Crypto fund Variant raises $450 million to invest in DeFi and Web3 projects

Crypto markets are down, dampening the industry, but that’s not stopping venture capital firm Variant, which announced Thursday that it has raised $450 million in two funds aimed at Web3 and decentralized finance startups.

Variant is a crypto-focused early-stage investment fund founded by Andreessen Horowitz veterans who have backed well-known Web3 and crypto projects, including decentralized crypto exchange Uniswap, decentralized non-fungible token marketplace Magic Eden, and Ethereum scaling project Polygon, among others.

The money is part of Variant Fund III, which is intended to “invest in the builders of the user-owned web,” Variant partners Li Jin, Spencer Noon and Jesse Walden wrote in the announcement.

The fund is split into two parts: a seed fund of $150 million designed to help startups and the remaining $300 million for an opportunity fund for projects within Variant’s own portfolio that have proven their value.

“What we have learned in recent years has reinforced our thesis that user-owned networks are growing larger and faster than their traditional centralized counterparts, with more favorable financial terms for users,” the partners wrote. “Beyond that, it has also shown that ownership is a vast design space, with diverse experiences ranging from participation in a community to financial exposure to governance.”

The fund will specifically target DeFi projects, blockchain computing, consumer-oriented Web3 projects and new forms of ownership such as non-fungible tokens.

Web3 is the name computer experts gave to the next evolution of the World Wide Web, also known as the decentralized web, which allows financial transactions to be done peer-to-peer via blockchain technology.

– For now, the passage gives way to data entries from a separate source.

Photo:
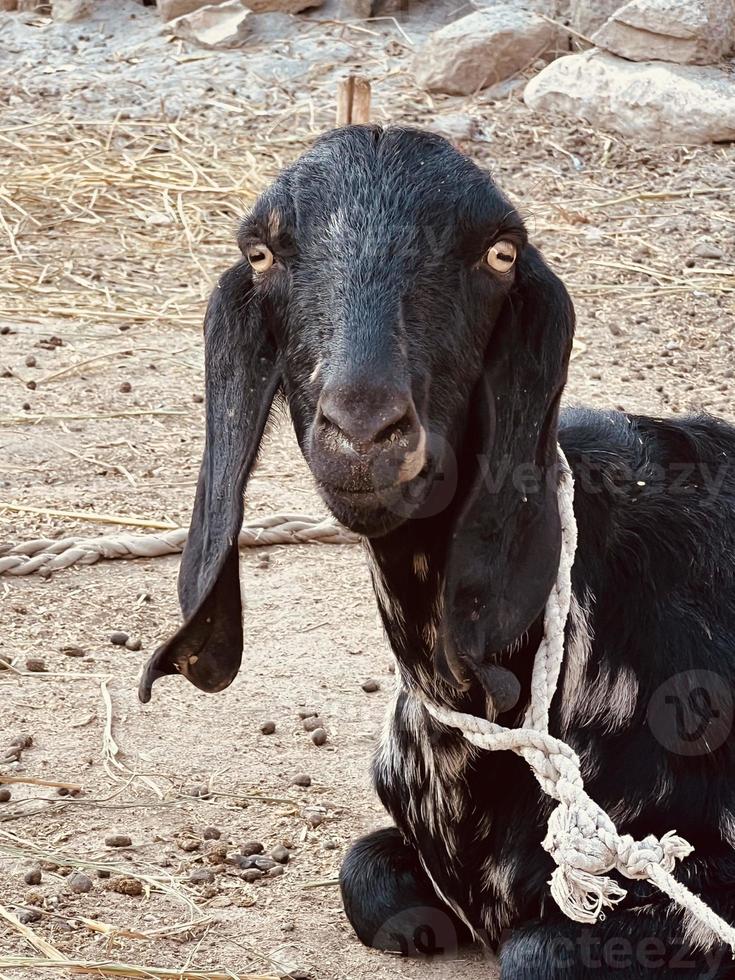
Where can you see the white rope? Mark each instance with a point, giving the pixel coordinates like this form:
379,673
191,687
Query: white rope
581,837
44,555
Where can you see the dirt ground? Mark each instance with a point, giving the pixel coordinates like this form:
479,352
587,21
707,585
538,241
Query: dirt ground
114,254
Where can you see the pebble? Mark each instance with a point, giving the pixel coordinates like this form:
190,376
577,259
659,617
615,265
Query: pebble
216,852
201,876
315,818
80,883
198,790
126,886
264,863
72,651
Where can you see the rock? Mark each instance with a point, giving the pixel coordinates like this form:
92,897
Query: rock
79,883
481,49
201,876
346,9
221,25
171,9
72,651
650,101
281,6
706,250
69,10
455,126
264,863
687,32
126,886
586,16
29,915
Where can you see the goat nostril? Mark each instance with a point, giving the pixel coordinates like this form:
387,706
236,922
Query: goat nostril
363,426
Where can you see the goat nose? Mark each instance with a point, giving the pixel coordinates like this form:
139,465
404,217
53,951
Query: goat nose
368,417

These transactions are governed by smart contracts that execute trades without the need for intermediaries or centralized institutions, thereby allowing developers to create software that allows communities to control their own resources.

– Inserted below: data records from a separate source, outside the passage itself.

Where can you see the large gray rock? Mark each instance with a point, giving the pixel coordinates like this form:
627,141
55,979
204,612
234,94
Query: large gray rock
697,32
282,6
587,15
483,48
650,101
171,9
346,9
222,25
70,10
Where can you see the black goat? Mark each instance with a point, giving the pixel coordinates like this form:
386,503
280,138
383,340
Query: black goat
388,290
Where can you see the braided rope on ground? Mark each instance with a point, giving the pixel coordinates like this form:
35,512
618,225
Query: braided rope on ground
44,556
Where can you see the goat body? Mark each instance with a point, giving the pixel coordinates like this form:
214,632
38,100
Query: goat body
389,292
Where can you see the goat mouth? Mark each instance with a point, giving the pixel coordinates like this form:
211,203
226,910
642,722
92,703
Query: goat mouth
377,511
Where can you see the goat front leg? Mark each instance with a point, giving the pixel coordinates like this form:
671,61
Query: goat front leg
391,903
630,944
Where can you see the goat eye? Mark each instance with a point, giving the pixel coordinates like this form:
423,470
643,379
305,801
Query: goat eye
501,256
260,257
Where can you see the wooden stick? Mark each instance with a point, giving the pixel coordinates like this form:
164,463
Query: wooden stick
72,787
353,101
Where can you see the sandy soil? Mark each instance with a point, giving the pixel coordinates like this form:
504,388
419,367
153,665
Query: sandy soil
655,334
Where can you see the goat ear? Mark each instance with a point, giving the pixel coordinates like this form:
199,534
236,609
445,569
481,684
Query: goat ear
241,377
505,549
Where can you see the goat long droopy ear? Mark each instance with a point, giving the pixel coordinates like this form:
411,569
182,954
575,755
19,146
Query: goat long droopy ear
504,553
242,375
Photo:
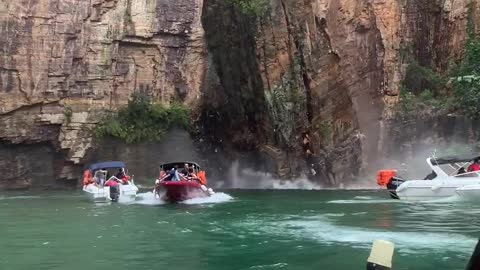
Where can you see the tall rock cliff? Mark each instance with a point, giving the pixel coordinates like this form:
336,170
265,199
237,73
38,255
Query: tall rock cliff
62,61
326,69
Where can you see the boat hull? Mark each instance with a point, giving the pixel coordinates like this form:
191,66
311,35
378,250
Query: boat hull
103,194
471,192
177,191
427,190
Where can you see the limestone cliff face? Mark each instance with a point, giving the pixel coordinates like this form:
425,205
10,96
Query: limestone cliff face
327,68
344,60
61,61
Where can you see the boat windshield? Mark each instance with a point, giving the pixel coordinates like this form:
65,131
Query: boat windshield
458,169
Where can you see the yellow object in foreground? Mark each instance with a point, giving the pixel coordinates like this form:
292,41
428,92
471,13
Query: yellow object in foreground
381,253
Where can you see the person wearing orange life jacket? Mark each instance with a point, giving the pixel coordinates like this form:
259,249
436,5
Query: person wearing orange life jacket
474,166
121,175
87,178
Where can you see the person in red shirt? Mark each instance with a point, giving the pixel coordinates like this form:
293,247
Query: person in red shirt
474,166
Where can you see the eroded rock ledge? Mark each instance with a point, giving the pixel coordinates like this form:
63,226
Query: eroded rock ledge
64,61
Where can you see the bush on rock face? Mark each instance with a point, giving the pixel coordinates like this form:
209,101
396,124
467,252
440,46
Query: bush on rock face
142,120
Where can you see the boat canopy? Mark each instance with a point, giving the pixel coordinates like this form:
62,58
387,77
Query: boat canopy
179,165
453,159
107,165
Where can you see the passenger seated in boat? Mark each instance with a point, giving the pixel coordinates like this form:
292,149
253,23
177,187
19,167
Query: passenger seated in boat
185,170
121,175
87,178
192,176
100,177
111,183
162,176
173,175
474,166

This is the basic philosophy behind DeFi, or decentralized finance, which uses blockchain technology to create crypto-token economies. These economies have been used to reproduce decentralized versions of traditional finance, including exchanges for securities trading, interest generation, lending, and more, all using crypto-assets.

Web3 has also led to allowing the virtual ownership of digital assets through non-fungible tokens, something Jin said Fortune Variant is also focused on. Although most NFTs have been digital collectibles and artwork, they can also represent items in video games, music, video, documents, concert tickets, and other virtual consumer goods.

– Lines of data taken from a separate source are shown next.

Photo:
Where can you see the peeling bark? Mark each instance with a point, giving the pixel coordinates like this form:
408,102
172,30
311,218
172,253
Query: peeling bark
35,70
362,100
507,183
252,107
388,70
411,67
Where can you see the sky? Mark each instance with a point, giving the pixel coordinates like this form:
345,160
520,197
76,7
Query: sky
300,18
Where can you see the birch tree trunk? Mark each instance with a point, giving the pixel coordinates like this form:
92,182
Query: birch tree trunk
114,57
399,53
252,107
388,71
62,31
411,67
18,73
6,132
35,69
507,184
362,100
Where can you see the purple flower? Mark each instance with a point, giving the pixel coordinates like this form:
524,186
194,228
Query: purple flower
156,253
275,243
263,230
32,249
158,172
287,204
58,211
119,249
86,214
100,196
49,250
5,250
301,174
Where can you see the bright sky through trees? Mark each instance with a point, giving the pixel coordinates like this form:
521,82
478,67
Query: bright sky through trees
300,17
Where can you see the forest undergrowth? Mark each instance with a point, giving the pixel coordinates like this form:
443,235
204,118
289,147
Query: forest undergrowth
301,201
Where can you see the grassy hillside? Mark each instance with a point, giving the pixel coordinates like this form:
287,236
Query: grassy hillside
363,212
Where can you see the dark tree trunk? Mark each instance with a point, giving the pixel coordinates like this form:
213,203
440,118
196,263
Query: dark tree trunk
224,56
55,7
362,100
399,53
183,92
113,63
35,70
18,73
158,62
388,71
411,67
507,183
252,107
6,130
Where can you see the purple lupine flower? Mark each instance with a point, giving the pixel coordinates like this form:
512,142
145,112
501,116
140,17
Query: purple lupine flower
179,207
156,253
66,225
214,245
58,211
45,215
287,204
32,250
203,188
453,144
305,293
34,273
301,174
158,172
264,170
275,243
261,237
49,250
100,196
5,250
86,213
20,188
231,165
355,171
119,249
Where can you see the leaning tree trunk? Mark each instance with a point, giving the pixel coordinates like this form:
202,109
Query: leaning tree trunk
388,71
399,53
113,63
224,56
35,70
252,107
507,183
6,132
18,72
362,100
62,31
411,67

“Web2 was digital feudalism, and Web3 is digital capitalism,” she said. “Web3 is a paradigm shift, in that it introduces capitalism to the internet. It introduces the possibility for people to actually own capital and become capital owners of their own production.”

Using NFTs, it is possible to incentivize users by giving them ownership of assets in an ecosystem, such as game items, collectibles, or their avatars in virtual worlds. Token models can also be used as part of loyalty systems that can allow users to trade them not only for goods on a platform, but to exchange them on external markets for money, making the tokens valuable to earn. According to Jin, these new use cases combine multiple social and economic systems in ways not possible in older systems.

Variant raised $22.5 million and $110 million in the previous two funds.

The partners said the small size of the funds is deliberate: It is intended to allow the firm to remain close to its portfolio companies and guide them. They added that the next three to five years will be critical for the crypto and Web3 industries, and what happens now will determine the future.